News Release

Researchers Find Similarities Between Comet Hale-Bopp And Comets Outside Earth's Solar System

Peer-Reviewed Publication

University of Cincinnati

Cincinnati -- University of Cincinnati astronomer Michael Sitko and his collaborators have found similarities between the composition of Comet Hale-Bopp and what appear to be similar- sized comets in other solar systems.

"They're almost identical," said Sitko, an associate professor in the physics department at UC. "We compared the spectrum of our star with the spectrum of Hale-Bopp. It looks as if the material we see in these stars is exactly equal to the material that's being seen in Comet Hale-Bopp."

Sitko reported his findings during the recent International Conference on the Formation and Evolution of Solids in Space March 10-21 in Erice, Sicily. They're based on infrared observations of evolving solar systems where a new star is surrounded by a great disc of dusty material. His evidence will be published in the formal proceedings from that meeting.

Sitko's collaborators are Carol Brady of Eureka Scientific in Oakland, David Lynch and Ray Russell of Aerospace Corporation in Los Angeles, and Martha Hanner of NASA's Jet Propulsion Laboratory in Pasadena.

Together, they've been trying to understand the changes which take a clump of interstellar dust and turn it into a solar system with a central star and orbiting planets. Their strategy has been to search for star systems which are in the middle stages of development between very early star formation and mature solar systems like our own.

"We can't watch one system go through its evolution, because it takes hundreds of millions of years, but we can look at different objects that we think are in different stages of the same formation process." explained Sitko. "We're trying to find the missing links."

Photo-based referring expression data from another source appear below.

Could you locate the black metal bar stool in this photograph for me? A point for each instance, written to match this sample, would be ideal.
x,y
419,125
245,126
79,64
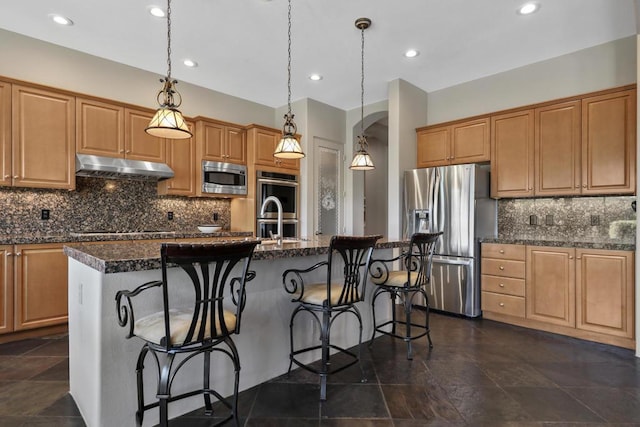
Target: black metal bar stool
x,y
214,279
329,299
405,284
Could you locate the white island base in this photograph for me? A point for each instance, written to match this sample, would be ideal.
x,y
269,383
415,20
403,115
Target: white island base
x,y
102,361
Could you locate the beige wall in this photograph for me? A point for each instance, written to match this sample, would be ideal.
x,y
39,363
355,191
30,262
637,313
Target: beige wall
x,y
35,61
588,70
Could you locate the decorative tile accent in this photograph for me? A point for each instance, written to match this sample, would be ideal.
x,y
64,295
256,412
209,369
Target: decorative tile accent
x,y
104,204
571,219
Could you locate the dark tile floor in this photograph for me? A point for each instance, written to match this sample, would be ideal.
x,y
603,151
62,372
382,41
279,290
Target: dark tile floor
x,y
480,373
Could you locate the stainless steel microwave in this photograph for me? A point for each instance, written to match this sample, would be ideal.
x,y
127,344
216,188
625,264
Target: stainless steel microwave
x,y
224,178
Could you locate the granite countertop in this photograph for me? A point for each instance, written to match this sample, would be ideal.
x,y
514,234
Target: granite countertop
x,y
23,239
137,256
581,243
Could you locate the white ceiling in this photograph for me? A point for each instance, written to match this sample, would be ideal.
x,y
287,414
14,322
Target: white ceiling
x,y
241,45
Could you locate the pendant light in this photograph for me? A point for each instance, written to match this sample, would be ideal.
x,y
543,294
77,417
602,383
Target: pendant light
x,y
168,121
362,160
289,147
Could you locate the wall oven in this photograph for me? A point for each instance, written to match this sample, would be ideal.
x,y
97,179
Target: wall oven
x,y
224,178
285,187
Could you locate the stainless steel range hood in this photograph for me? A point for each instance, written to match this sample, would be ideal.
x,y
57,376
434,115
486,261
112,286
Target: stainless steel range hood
x,y
116,168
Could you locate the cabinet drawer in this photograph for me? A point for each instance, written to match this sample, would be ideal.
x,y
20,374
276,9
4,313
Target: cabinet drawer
x,y
503,304
503,285
503,251
503,268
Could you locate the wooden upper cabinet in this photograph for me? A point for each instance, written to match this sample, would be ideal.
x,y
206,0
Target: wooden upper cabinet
x,y
609,143
550,285
181,157
433,147
139,145
604,292
465,142
5,133
512,154
100,128
221,142
6,289
557,149
264,142
43,138
41,286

So far, the researchers have identified 15 such systems using earlier ultraviolet spectra obtained with the International Ultraviolent Explorer (IUE) satellite, a forerunner of the Hubble Space Telescope. Although no one has searched the systems for direct evidence of planets, Sitko says there is circumstantial evidence that planets have formed. For example, the team found several star-grazing comets comets which are rushing at tremendous speed (up to 400 kilometers/second) toward a collision with the central star.

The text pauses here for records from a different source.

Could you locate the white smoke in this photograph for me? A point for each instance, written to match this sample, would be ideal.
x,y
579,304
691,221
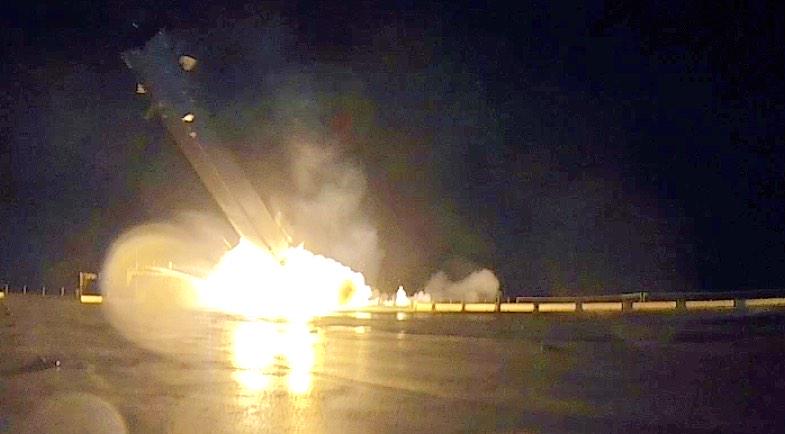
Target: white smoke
x,y
328,211
480,285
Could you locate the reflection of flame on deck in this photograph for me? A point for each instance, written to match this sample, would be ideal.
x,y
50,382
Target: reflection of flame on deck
x,y
262,349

"As far as anybody knows, the only way to make an object like a comet hit a star is to have some source of gravity to throw it down there," said Sitko. "In our own solar system, it's things like Jupiter and Saturn. So, we think there's a good chance these systems will have planets circling them."

Because the researchers have seen so many star-grazing comets, it appears the systems are in a heavy bombardment period, similar to the bombardment period which left the great craters on the surface of Earth's moon over four billion years ago. However, the actual process of "star-grazing" makes these objects more visible in the infrared spectrum.

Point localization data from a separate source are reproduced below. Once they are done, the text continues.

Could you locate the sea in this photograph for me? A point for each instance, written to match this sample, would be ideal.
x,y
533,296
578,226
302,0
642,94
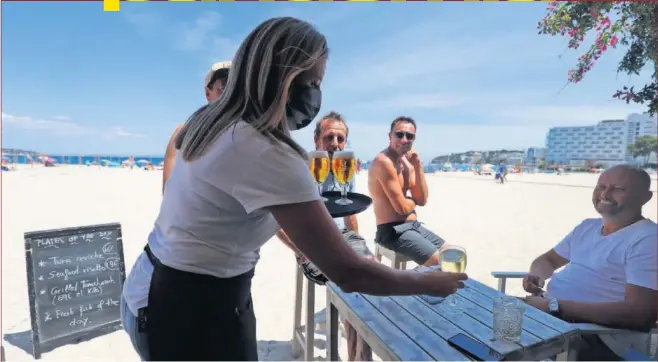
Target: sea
x,y
85,159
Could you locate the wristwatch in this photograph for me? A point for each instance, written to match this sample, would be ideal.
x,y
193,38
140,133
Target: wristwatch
x,y
554,307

"As it approaches the star, material evaporates off. When it does, we can see it in the gaseous state and that's how we detect it," said Sitko. "We see iron and silicon and magnesium which you normally associate with rocky material, but we also see nitrogen and carbon. The whole thing together suggests we're seeing a comet-like object."

The astronomers were even able to estimate the size of the objects, a few kilometers across. The observations were made using three infrared observing facilities: the Broad Band Array Spectrometer System (BASS) in Hawaii, the Infrared Astronomical Satellite (IRAS), and the Infrared Space Observatory (ISO).

The researchers hope to make additional observations this fall, but they'd also like to conduct what Sitko calls the "reverse experiment." They want to look for similar patterns in systems where astronomers agree planets have been found. If the same combinations of minerals and elements are seen, that would indicate that solar systems tend to follow the same pattern of evolution. If the patterns don't hold up, that would indicate there is more than one way to build a solar system.